I would prefer to have the language shootout revert back to idiomatic versions of the programs, and then look at how we can optimize those idiomatic programs automatically in the same way that good SQL implementations optimize SQL queries.
But it seems that Haskell, because of static type checking and compilation should compete against C, C++ and Java in terms of speed. Because if it is competing against Python, I'll just always use Python when I need to get things done.
It does compete with Java, as both are garbage collected. C, C++ and Fortran are in their own category because they don't have to deal with the indirection of boxed heap objects.
The mythical "sufficiently smart complier" can remove these indirections, but no current compiler can do it perfectly, as doing so requires generative the copious amounts of object code that C++ is so roundly criticized for (templates). GHC is pretty good at removing these indirections. I understand C# compilers are as well. I've not used Java much but isn't there some issue where you can't store primitive integers in a collection because they don't inherit from the base Object type and/or the JVM doesn't support unboxed objects?* This is the same kind of annoyance you have to deal with in Haskell to get fast-as-possible performance (i.e. using types which are not polymorphism-friendly thus decreasing code reuse and increasing verbosity) so in that way I think they are equal with regards to the performance/brevity trade-off.
* I'm sure this has probably been fixed in some recent version of Java but it's still illustrative of why garbage collection imposes a real performance impact that C and C++ just don't have to deal with.

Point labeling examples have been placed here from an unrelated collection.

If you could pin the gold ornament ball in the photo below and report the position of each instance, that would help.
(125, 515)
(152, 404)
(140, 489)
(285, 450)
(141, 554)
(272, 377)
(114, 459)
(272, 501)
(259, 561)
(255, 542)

Speed is definitely part of the appeal. Perhaps more important though is the degree to which static typing might reduce errors and make code more readable and maintainable. I haven't done enough coding in languages like Haskell yet to decide if static types do in fact help in either respect but I think those things might actually be more valuable to me than raw performance.
That depends on a couple of things. First it assumes as fast as C is the goal, for my project the goal was faster startup than Perl and more safety. Also I remember hearing the requirements of the benchmarks had to be changed to prevent Haskell form lazily evaluating it's way to first place. I know in my case lazy evaluation is part of one of my optimizations.
No kidding. I'm at 5.1 kb/s. This is exactly the [legal] sort of thing that torrents were designed for. Once my download is complete (~8 hours from now), I'll make a torrent of it.
If I understand -- note that this is the new macports version, which is ghc 6.10.
Simultaneously, there is a new mac installer for the Haskell Platform with ghc 6.12 -- it works with Snow Leopard, and is 32 bit.
I believe that everything is installed under /Library/Frameworks/GHC.framework and then symlinked. (At least, that's what I'm seeing on my system from the last version of the installer.)
I'm sure someone will call that approach "bloat by default", but I think that's a red herring. Good programmers will remove bloat where it matters, and bad programmers will add bloat where it's harmful.